We next validated the above findings in an allogeneic colon cancer model with HT-29 adenocarcinoma cells grown on an immunodeficient background. Tumor growth, final volume, histology, and β-catenin expression were similar across experimental groups (supplemental Figures 4A-D). An example of IVC ligation causing complete vessel occlusion is shown in supplemental Figure 4F. The highest clot weights were observed in HT-29 tumor–bearing mice on a high Trp diet (supplemental Figure 4G). In non–tumor-bearing mice, no clot size differences were noted in the different groups. On a normal Trp diet, tumor-bearing mice showed a higher normalized clot weight than non–tumor-bearing mice (∗P = .0130). In the tumor-bearing group, a high Trp diet led to significantly higher clot weights than normal and zero Trp diets (∗P = .0133 and ∗∗∗P = .0037, respectively). IVCs of sham-operated mice showed higher TF, PAI-1, and VWF expression and lower TM expression in HT-29–bearing mice on a high Trp diet than those on a normal diet (supplemental Figures 5 and 6).
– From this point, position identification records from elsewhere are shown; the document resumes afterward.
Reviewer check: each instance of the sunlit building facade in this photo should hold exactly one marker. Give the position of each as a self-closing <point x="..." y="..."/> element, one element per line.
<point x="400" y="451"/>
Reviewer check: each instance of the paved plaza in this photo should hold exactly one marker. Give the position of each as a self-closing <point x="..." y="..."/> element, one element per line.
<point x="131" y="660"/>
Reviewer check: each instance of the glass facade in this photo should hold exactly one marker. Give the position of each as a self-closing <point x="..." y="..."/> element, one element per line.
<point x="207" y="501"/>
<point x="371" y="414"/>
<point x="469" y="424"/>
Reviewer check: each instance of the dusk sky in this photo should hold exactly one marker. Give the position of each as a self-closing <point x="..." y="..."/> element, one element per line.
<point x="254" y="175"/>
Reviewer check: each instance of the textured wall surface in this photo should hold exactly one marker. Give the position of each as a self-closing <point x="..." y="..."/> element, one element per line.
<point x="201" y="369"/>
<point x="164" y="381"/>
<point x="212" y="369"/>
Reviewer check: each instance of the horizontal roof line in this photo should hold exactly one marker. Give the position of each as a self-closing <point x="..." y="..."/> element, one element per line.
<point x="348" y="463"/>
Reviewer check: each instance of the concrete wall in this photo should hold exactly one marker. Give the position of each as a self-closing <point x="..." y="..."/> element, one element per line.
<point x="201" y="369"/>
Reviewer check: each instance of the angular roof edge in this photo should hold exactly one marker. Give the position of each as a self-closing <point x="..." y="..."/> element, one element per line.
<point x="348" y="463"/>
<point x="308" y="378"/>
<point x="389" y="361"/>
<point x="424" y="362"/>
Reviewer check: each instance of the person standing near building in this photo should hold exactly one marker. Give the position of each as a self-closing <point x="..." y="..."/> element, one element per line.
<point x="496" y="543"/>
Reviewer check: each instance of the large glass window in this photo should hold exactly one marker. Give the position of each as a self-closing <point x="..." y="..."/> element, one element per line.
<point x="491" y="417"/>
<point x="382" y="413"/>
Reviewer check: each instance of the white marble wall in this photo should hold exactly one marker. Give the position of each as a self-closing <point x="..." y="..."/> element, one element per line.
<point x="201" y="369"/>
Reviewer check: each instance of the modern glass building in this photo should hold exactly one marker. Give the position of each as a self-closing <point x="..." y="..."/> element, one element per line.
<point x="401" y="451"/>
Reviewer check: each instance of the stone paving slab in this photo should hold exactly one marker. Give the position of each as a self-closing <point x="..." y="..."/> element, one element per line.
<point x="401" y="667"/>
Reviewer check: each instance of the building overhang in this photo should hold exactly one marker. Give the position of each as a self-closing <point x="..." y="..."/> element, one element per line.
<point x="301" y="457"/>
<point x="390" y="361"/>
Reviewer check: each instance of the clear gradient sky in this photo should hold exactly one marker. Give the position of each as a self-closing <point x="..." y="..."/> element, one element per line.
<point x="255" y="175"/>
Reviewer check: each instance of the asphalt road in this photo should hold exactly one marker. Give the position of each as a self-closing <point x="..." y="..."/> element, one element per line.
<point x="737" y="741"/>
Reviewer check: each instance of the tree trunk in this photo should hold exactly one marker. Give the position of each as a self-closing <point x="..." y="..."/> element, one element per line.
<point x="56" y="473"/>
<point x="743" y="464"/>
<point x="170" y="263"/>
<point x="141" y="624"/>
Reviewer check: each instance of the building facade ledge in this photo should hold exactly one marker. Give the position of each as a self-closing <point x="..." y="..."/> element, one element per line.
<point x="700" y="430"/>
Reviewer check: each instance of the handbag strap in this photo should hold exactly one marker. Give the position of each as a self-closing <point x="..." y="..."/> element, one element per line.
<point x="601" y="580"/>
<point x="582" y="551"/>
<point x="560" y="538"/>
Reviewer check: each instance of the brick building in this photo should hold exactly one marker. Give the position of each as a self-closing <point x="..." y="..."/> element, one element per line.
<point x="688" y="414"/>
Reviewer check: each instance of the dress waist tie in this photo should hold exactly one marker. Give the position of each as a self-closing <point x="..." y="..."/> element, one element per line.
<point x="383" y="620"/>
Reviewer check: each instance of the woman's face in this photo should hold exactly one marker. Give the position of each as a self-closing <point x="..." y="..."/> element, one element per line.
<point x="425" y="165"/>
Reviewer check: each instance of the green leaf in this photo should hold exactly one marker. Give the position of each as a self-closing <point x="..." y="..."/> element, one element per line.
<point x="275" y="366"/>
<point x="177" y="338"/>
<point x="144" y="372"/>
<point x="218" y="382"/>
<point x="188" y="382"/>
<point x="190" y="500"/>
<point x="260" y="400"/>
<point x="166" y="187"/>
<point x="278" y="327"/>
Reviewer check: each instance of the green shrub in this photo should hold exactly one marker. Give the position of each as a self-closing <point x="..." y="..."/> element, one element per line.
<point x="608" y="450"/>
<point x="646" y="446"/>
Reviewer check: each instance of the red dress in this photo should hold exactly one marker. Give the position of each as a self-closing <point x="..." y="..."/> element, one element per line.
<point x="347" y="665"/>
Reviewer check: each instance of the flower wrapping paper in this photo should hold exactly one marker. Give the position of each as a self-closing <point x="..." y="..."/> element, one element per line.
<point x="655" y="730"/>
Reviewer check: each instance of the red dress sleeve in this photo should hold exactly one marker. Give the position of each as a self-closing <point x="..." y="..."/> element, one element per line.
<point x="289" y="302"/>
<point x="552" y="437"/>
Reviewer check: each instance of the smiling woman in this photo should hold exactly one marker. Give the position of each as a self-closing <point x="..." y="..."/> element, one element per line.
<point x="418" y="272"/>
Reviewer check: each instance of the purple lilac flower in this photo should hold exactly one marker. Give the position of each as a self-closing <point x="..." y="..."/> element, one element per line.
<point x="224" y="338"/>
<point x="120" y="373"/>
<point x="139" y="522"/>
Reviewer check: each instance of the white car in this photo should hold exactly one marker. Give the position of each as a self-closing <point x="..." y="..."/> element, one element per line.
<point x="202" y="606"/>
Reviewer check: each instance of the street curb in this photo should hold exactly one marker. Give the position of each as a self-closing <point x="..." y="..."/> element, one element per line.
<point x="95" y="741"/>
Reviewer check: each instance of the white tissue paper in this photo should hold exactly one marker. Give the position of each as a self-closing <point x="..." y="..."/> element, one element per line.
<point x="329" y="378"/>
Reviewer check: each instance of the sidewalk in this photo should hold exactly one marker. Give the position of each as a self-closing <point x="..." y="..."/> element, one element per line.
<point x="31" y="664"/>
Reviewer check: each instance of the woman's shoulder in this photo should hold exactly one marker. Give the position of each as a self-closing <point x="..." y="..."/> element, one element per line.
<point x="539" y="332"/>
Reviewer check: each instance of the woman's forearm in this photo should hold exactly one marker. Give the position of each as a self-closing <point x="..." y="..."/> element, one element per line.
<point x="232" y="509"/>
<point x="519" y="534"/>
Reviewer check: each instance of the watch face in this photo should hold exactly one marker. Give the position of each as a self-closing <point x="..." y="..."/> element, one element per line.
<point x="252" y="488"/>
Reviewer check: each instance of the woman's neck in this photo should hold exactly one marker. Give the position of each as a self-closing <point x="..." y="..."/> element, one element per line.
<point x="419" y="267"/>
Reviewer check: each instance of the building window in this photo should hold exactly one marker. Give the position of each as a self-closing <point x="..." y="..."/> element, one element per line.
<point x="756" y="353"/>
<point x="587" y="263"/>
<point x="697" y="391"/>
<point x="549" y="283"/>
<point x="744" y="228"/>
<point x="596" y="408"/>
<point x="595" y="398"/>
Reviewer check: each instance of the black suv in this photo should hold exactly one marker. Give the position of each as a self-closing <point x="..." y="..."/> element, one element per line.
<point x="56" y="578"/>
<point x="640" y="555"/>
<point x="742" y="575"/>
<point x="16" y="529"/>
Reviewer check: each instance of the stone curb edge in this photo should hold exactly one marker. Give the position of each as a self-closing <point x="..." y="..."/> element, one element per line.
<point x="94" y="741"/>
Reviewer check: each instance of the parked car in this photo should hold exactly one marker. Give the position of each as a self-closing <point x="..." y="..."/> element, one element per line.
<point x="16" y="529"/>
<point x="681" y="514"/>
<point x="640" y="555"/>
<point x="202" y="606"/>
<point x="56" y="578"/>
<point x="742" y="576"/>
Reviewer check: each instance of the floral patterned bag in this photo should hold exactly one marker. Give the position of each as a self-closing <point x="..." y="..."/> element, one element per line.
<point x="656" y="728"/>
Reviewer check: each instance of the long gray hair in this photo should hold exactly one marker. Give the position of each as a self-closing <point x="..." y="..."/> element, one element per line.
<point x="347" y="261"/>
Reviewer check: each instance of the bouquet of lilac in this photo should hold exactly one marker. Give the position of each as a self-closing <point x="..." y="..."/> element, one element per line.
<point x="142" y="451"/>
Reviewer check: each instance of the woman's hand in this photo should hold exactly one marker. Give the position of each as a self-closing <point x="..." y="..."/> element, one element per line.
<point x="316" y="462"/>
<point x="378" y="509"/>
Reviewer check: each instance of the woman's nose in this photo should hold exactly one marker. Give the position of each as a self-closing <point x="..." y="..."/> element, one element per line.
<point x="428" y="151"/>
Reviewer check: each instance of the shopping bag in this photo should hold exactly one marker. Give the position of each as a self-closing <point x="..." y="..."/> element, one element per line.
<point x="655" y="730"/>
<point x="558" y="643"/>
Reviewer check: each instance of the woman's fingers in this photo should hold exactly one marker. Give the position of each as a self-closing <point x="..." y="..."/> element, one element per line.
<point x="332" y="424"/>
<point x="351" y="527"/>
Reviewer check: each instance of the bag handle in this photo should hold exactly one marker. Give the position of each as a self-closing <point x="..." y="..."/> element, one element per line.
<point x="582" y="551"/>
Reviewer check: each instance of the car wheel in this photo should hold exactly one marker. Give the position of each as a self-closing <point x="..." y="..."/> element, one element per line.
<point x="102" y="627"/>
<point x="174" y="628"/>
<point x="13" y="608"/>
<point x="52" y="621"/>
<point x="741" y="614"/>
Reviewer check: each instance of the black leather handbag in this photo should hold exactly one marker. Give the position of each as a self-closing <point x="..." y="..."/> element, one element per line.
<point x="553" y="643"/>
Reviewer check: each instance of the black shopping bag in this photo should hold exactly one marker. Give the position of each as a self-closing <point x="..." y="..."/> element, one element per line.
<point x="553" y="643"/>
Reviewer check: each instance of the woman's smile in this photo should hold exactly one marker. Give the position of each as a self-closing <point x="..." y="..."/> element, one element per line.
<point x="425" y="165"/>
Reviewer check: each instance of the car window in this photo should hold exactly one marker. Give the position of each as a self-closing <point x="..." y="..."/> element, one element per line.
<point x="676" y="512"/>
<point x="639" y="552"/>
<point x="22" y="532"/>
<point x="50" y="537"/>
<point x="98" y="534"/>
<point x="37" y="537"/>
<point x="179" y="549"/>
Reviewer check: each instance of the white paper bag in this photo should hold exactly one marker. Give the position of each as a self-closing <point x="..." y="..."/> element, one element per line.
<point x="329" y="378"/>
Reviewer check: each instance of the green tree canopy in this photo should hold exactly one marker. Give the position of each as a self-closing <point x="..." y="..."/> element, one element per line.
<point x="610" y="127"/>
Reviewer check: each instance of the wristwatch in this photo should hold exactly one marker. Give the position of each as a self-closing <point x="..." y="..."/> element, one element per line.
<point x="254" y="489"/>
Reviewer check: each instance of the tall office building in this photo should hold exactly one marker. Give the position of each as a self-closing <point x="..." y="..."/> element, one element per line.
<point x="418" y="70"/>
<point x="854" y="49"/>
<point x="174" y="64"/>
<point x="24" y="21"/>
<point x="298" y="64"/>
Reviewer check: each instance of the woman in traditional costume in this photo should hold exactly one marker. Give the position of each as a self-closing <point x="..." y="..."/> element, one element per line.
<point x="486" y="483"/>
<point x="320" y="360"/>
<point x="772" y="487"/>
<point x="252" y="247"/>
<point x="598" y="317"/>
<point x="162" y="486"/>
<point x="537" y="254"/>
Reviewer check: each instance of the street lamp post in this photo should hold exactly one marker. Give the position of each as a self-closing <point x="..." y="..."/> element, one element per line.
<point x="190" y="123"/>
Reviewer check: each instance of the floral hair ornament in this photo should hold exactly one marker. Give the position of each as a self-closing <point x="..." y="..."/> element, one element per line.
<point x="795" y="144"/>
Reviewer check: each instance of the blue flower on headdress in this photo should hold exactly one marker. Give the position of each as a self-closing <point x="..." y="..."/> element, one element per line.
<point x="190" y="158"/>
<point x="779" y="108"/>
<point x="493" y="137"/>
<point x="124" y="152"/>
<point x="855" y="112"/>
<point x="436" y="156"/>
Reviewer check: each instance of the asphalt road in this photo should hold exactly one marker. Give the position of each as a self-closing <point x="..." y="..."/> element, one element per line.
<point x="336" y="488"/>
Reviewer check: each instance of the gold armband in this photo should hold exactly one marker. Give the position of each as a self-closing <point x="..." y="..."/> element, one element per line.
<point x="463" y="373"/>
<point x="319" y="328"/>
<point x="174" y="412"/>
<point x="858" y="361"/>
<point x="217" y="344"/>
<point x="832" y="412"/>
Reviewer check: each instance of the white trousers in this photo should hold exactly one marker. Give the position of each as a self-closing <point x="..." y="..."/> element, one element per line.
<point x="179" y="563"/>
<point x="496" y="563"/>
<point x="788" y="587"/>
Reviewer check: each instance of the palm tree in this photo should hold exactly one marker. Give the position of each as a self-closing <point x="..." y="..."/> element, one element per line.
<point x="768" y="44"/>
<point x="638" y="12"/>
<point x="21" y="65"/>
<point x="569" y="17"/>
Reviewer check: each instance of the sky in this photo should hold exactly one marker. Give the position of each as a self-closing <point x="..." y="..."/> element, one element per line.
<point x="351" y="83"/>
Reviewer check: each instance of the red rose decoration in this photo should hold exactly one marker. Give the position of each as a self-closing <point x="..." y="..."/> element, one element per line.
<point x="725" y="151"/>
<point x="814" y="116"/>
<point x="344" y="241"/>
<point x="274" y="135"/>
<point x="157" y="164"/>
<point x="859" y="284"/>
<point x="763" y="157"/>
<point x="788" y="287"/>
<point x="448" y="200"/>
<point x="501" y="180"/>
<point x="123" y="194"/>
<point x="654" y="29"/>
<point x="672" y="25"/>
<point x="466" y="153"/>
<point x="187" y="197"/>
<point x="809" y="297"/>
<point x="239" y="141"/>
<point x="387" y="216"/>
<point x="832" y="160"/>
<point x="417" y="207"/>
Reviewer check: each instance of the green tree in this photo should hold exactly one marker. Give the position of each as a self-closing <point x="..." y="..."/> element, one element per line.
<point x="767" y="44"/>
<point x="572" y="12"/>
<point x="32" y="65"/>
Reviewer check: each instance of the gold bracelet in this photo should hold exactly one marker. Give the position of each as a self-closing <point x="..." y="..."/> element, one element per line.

Alterations in Trp metabolome in tumor-bearing mice on different diets
Approximately 80% to 90% of dietary Trp is metabolized by indoleamine 2,3-dioxygenase (IDO) and Trp 2,3-dioxygenase. IDO1 and IDO2 convert Trp to N-formyl Kyn, which is converted to Kyn by formamidase. Kyn is subsequently catabolized as illustrated in supplemental Figure 7. Once we noted no significant difference in diet consumption among different groups of mice (Figure 5A), we used a prevalidated liquid chromatography/mass spectrometry method27,28 to measure Trp metabolites in sera after IVC ligation. In the nontumor group, serum Trp levels were several-fold higher in mice exposed to a high Trp (mean ± standard error of the mean, 531.7 ± 174.9 nM) diet than normal Trp (27.64 ± 14.79 nM; ∗∗∗∗P = .0208) and zero Trp diets (6.610 ± 1.846 nM; ####P = .0170; Figure 5B). Intriguingly, mice with tumors under a high Trp diet had lower serum Trp levels (118.9 ± 47.44 nM; P = .0508) than those without tumors. Tumor-bearing group on a high Trp diet had approximately threefold to fourfold higher Kyn levels (2.081 ± 0.5455 nM) than those on normal (0.5188 ± 0.1467 nM; ∗∗∗P = .0306) or low Trp diets (0.3723 ± 0.150 nM; ###P = .0269). Moreover, in the high Trp diet group, Kyn levels were approximately fivefold higher in tumor-bearing mice than non–tumor-bearing mice on a high Trp diet (∗∗∗P = .0009; Figure 5C). No significant differences were noted in the kynurenic acid and indoxyl sulfate levels among the 3 diet groups in non–tumor-bearing or tumor-bearing mice (Figure 5D-E). Intriguingly, normalized clot weights positively correlated with blood Kyn levels (R2 = 0.2; P = .04; Figure 5F).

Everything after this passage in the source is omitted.